When I fought hard to kick my narcotic drug addiction after years of cancer, I was easily frustrated with him. He was watching a ball game, surfing the net, and making phone calls. Why was I not receiving his undivided attention, I thought? But if he had turned off that game, I would have panicked at the deafening silence. He was surfing the net to find any and all suggestions on easing my withdrawal. He was calling doctors, clinics, and family members to find out how best to help me. He missed work risking the stability of his job, to sit by my side.

After Super storm Sandy, I drove mom and her aide back to their apartment where the heat had been restored. They'd spent a few stressful days with us where we had little space, but plenty of heat. I was overwrought that day as I had to juggle to get them safely home an hour and a half's drive away, and I had to put our house up for sale. We thought we were losing it to the bank. We had already vacated the property and were living in a rental ninety miles away. By a crazy series of events, we ended up being able to put it on the market in the hopes of selling it and paying off the bank. It had been a long and stressful day for me. It was election day. I'd never missed voting since the day I turned eighteen, but I was stuck in commuter traffic and would never make it home in time. With a catch in my voice, I spoke to my husband on the phone to let him know I was on the way home. I was sad to report to him that the house was now listed, and frustrated that I'd never make it home in time to vote. Two and a half hours later, I pulled into my driveway to find my husband waiting outside for me. He had already looked up where we could go vote where the polls were still open for us. He was the one that did the research to find out our status with the bank. He was the one who found a place to take me so that I could still go vote. And he was the one who said the two words to me that melted my heart that day. He said, "thank you." What on earth did he have to thank me for? He was thanking me for taking care of his mom, whom I had always loved, and he was thanking me for taking care of the house we could no longer own.

But it was I who should have been doing the thanking. It was I who should have thanked him for the lesson of the dishes in the sink. His thoughtfulness outweighed my anger.
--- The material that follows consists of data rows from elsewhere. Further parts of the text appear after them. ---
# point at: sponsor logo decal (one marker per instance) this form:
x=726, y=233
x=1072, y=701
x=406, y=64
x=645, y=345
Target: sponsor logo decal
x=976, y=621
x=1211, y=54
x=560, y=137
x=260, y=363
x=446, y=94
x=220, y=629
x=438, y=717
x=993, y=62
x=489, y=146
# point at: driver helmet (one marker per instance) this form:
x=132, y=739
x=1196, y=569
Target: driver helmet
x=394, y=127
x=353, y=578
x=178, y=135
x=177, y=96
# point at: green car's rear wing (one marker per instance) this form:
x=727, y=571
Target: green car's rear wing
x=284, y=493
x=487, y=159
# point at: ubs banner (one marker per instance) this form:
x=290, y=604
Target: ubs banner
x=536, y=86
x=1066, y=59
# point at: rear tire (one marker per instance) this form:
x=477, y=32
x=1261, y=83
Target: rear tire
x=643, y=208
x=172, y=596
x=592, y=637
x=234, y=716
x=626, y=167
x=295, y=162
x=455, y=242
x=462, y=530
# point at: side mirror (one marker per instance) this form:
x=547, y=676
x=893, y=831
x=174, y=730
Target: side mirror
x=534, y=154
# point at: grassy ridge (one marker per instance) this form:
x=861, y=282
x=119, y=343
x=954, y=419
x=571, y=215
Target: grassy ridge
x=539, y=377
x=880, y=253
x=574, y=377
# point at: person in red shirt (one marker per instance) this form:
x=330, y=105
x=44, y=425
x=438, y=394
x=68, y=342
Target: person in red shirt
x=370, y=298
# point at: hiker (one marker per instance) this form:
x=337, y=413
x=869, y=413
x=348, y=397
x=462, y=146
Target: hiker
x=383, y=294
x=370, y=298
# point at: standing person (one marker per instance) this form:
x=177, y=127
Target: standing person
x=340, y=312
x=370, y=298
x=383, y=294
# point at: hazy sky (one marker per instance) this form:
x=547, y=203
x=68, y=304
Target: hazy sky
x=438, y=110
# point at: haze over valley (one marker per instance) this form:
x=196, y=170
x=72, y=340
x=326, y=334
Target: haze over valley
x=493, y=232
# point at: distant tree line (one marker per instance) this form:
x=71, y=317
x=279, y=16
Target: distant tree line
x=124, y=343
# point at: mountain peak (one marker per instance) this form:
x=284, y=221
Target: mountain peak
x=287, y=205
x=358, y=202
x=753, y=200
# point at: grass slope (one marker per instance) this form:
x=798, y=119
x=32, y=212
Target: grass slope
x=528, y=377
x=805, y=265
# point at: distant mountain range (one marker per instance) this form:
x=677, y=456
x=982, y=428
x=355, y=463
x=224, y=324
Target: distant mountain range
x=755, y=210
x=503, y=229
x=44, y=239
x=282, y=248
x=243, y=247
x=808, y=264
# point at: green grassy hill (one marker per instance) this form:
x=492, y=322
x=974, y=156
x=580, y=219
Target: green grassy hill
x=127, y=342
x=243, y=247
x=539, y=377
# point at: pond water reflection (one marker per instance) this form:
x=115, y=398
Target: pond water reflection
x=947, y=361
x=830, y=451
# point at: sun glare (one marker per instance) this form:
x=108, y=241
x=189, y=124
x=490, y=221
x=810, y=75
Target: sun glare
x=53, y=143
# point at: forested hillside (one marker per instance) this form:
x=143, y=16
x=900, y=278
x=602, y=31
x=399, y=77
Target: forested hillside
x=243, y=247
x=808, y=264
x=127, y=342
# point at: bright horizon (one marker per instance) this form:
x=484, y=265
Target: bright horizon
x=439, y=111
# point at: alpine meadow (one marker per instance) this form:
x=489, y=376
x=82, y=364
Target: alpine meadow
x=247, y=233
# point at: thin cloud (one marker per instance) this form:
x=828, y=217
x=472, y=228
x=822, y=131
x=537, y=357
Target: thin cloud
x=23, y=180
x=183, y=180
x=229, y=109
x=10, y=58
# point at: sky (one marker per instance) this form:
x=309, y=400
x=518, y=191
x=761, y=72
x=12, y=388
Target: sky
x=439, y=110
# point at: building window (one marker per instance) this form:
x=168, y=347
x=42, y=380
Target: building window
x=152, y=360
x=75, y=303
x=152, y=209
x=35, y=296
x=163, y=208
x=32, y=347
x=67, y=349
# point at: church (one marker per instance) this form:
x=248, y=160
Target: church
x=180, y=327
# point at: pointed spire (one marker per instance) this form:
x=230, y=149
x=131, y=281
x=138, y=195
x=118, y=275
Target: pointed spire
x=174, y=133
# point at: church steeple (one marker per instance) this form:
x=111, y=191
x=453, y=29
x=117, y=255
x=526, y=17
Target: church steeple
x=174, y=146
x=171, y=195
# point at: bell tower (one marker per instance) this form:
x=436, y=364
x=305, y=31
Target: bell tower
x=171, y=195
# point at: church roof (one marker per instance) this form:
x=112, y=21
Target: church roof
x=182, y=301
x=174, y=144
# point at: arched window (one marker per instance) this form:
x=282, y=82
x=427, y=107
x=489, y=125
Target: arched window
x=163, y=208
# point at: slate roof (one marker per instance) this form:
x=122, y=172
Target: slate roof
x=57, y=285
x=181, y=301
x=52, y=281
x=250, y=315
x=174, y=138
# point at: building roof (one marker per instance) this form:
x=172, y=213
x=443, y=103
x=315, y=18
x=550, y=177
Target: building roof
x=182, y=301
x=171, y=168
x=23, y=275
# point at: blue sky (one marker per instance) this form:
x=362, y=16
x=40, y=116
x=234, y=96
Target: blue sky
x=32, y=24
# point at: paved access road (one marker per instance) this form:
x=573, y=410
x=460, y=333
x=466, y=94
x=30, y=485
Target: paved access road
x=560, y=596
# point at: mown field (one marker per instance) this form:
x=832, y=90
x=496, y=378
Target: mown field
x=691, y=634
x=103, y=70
It was I who should have thanked him for being so calm with our first born who surely would have ended up psychotic if I alone had raised her. It was I who should have thanked him for watching over my mangled addicted body as he nursed me back to health while juggling so many other tasks at once all on my behalf, and it is I who should thank his mother for raising him-the boy she called horizontal-the boy who, because of his ADD, might have been an only child had he been her first born.

I cannot mourn the death of my mother-in-law. I cannot mourn her loss because I cannot mourn that which has not been lost. Her strength of love, respect, honor and grace have not been lost upon her death. They live on in all her children, but you can mostly hear them echo back from the heart beats of her youngest son.